Any troubleshooting suggestions would be greatly appreciated...

tim_broberg · ‎09-29-2016

Well, I'm an expert on SSH but I live in fear of Windows credentials, so I'll help where I can.

If your version of the product supports it, you can try 'test credential' on the credential page. If this works but normal operation doesn't, perhaps you have so many credentials to try that the server thinks you're trying to hack it and throws you out. Reduce the order on the credential you need so that it gets tried sooner.
You may find that your server is demanding keyboard_interactive authentication. Older versions of the mid server did not try KBI once they have tried password. You can try setting mid.ssh.use_keyboard_interactive = true.
On you mid server, you can set mid.ssh.debug = 10.11.12.13 (change to your IP address), try to connect, and then go back to the mid, hit grab logs, refresh until the inputs come back, and look at the agent log. This will contain all the gory details of what happened in ssh. Search for "ssh-userauth" to get in the neighborhood.
Consider looking at the logs on the server, which are often in /ver/log/secure, to see if he has anything interesting to say about the failures. For openssh, you can set the loglevel in /etc/ssh/sshd_config to debug3 and restart sshd to get a ridiculous amount of detail.
I would highly recommend public key authentication over passwords because of the security benefits, but it also bypasses any possible keyboard_interactive issues.
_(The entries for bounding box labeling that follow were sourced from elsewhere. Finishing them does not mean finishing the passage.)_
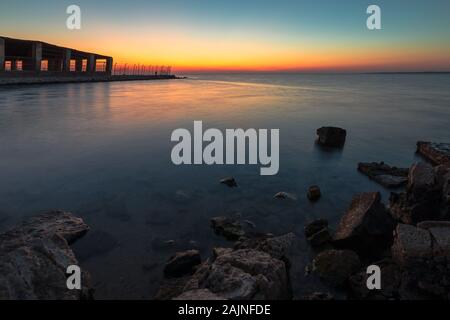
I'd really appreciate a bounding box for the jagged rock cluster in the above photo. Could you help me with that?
[0,211,92,300]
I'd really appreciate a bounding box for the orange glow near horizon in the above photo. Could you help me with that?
[6,30,450,73]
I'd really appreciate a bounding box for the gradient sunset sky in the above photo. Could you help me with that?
[0,0,450,72]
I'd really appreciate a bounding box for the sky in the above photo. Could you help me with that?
[0,0,450,72]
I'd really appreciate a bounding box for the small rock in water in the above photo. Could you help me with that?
[308,186,322,201]
[164,250,202,278]
[313,250,361,287]
[317,127,347,148]
[211,217,245,241]
[417,141,450,166]
[273,191,297,200]
[220,177,237,188]
[305,219,332,247]
[358,162,409,188]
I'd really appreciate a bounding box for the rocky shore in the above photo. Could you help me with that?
[0,127,450,300]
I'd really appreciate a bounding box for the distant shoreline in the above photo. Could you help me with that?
[0,75,179,87]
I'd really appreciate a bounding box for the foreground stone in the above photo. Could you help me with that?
[417,141,450,166]
[305,219,332,248]
[334,192,394,255]
[211,217,245,241]
[173,289,226,301]
[358,162,408,188]
[312,249,361,287]
[0,211,91,300]
[156,234,294,300]
[390,162,442,224]
[164,250,202,278]
[317,127,347,148]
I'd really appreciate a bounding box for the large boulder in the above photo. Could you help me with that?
[203,249,291,300]
[317,127,347,148]
[358,162,408,188]
[173,289,226,301]
[417,141,450,166]
[164,250,202,278]
[211,217,245,241]
[0,211,91,300]
[390,162,442,224]
[334,192,394,255]
[391,224,433,266]
[312,249,361,287]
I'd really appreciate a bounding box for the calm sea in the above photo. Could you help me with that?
[0,74,450,298]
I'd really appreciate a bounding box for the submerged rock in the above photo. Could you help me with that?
[203,249,291,300]
[220,177,237,188]
[305,219,332,247]
[417,141,450,166]
[307,186,322,201]
[211,217,245,241]
[391,224,433,266]
[358,162,408,188]
[312,249,361,287]
[390,162,444,224]
[0,211,91,300]
[173,289,226,301]
[334,192,395,255]
[317,127,347,148]
[164,250,202,278]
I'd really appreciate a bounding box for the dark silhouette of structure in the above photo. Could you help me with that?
[0,36,113,76]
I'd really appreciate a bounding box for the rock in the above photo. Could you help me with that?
[408,162,436,198]
[317,127,347,148]
[164,250,202,278]
[211,217,245,241]
[273,191,297,200]
[235,232,297,263]
[307,186,322,201]
[213,248,233,259]
[390,163,446,224]
[349,259,402,300]
[429,222,450,258]
[358,162,408,188]
[220,177,237,188]
[203,249,291,300]
[305,219,332,247]
[391,224,433,266]
[334,192,394,255]
[305,219,328,238]
[307,228,333,248]
[0,211,92,300]
[173,289,226,301]
[417,141,450,166]
[313,249,361,287]
[303,292,334,301]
Hope this helps. Feel free to send me that agent log if you need somebody to read the tea leaves.

Hopefully somebody braver can address the Windows issues.

- Tim.

carloschaluisan · ‎09-29-2016

I should add that we also tested the Windows Credentials stored in the table by RDP into multiple windows boxes for which we are getting WMI errors.

glennpinto · ‎09-29-2016

I would suggest then to do a quick discovery specially on the Windows box you tested RDP on and verify you get passed the classification phase which means your credentials worked. If this does not work, I would retype the password in, or if you are on Helsinki, there is a test credentials option now available from the credential form.

carloschaluisan · ‎09-29-2016

Thanks Glenn. I am in Helsinki. Credential tests fail for both Windows and SSH. But when I run the same commands manually, using the same credentials, form the servers hosting the MID (ex. gwmi) I am able to get the info I am querying for...

glennpinto · ‎09-29-2016

I have seen the Test Credentials feature fail, but when actual discovery is run it works. So if you do a quick discovery on a single target that you believe you have credentials for, does that discovery complete successfully or fail during the classification phase?